重低音が足りない? よろしい、ならば「クラッシャー ワイヤレス」だ(1/2 ページ)
正直「Skullcandy」(スカルキャンディ)ブランドのヘッドフォンはイロモノだと思っていました。今でもイロモノだと思ってますし、同じように捉えている人は多いはず。なにしろ、ある会社の製品担当者と会ったとき、「弊社製品はイロモノだと思われているかもしれませんが……」と切り出したのですから、まちがいありません。
そもそも製品名がおかしいです。「Crusher」(クラッシャー)ですよ。頭に装着するヘッドフォンの名前が「破砕機」(直訳)って怖すぎるじゃないですか。
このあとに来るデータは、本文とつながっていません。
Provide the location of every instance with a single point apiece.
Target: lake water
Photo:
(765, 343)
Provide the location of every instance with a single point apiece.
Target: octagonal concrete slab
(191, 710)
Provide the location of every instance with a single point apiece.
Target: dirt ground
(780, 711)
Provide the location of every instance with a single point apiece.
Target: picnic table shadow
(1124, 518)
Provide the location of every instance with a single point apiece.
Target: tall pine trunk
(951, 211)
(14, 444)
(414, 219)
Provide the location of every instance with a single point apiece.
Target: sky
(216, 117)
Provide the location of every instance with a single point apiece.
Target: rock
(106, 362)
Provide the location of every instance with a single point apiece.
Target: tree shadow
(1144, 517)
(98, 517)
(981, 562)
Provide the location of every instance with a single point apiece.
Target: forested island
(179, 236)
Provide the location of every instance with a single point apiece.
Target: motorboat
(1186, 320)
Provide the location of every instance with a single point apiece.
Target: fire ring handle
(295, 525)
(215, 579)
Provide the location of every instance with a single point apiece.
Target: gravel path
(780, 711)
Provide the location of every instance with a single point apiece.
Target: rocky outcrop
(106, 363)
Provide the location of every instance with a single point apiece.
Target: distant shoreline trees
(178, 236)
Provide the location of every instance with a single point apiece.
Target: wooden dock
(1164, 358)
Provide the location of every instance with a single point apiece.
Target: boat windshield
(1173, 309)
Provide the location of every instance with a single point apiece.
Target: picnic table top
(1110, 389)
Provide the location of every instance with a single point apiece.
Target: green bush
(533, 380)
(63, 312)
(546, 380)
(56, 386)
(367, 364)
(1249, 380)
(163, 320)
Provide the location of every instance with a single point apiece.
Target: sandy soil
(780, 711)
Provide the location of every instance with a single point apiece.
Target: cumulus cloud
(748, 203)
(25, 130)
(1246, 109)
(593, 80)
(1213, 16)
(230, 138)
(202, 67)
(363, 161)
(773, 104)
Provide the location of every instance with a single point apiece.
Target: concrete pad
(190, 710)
ドクロマーク付いてるし、色も妙に派手だし、装着してみたら耳の周りで何かが激しく蠢(うごめ)いているし……これ、なんてホラー?
そう、クラッシャーという名前は、イヤーパッド自体が揺れて頭に振動を伝える珍しい機構に由来しています。大きなマグネットを持ち、入力された音声信号の低域のみ(55Hz以下)に反応して激しく揺れる、音よりも振動に特化したスピーカー「クラッシャーユニット」。それがハウジングの中に仕込まれています。
左ハウジングの側面――手を伸ばしたときの後ろ側にスライダーがあり、ここで重低音と振動の度合いを調節できます。一番大きくしたときは、まさに重低音マシマシ&振動ブルブル。逆に一番小さくすれば普通のヘッドフォンに毛が生えたレベルにまで落とせますので、普通に音楽を聴くことも可能です。
とはいえ、クラッシャーはやはり、ドコドコと迫り来る重低音に身を任せてタテノリで楽しむのが正しい使い方でしょう。普通のヘッドフォンでは低音が足りない、体を震わせるような重低音を楽しみたいという人にはもってこい。ライブ会場のアリーナ席……というよりPA機器の前にいるような感覚を楽しめます。